We have a new highest award for aggravated damages for sexual harassment in the workplace under the Sex Discrimination Act 1984 (Cth).  It is a welcome reminder that “unwelcome conduct of a sexual nature”[1] does not need to amount to assault to be treated seriously by the Courts.

The Federal Circuit Court recently awarded damages to an employee in the sum of $170,000, which included $50,000 in aggravated damages.[2]  While there have been larger monetary awards for sexual harassment, this is the largest amount awarded for aggravated damages, which require an additional element of malevolence, or spite, or ill will, by the harasser.[3]  The Court may also, as it did here, consider how the harasser’s behaviour up to, and during, the hearing have contributed to the victim’s distress and hurt.[4]

The harassment in this case was inflicted by Owen Hughes, the principal of a small law firm located just south of Byron Bay.  The victim was his firm’s paralegal, Catherine Hill.  Ms Hill is a single-mother who had recently completed her legal training and was tied to the Northern Rivers region because it was near her child’s father, her ex-partner.  Judge Vasta described Ms Hill as being “socially and individually vulnerable.”[5]

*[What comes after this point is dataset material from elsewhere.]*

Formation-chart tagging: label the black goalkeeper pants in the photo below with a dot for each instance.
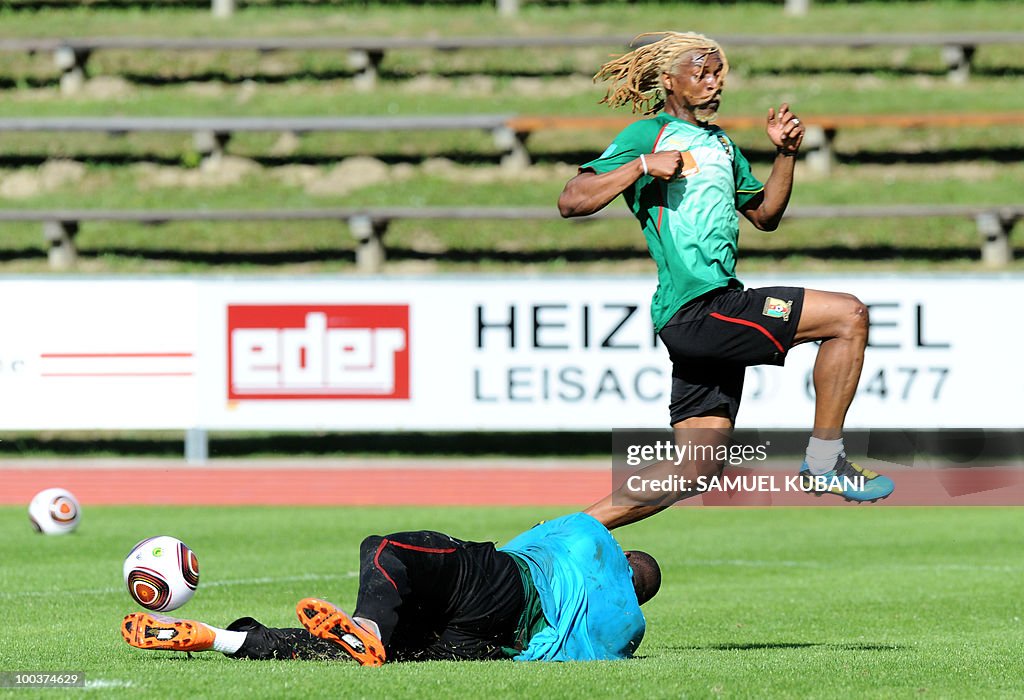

In that context, the Court found that Mr Hughes had engaged in repeated, unwanted, conduct of a sexual nature toward Ms Hill, which included:

  • coerced hugs,

  • entering and remaining in her room while she wore a towel (on a work-related trip to Sydney),

  • lying on a bed in her room, wearing only a singlet and boxer shorts, and

  • incessant emails containing ‘romantic’ propositions (including many poor attempts at the French language[6]), which were clearly unrequited.

So, what convinced the Court to award ‘aggravated’ damages? 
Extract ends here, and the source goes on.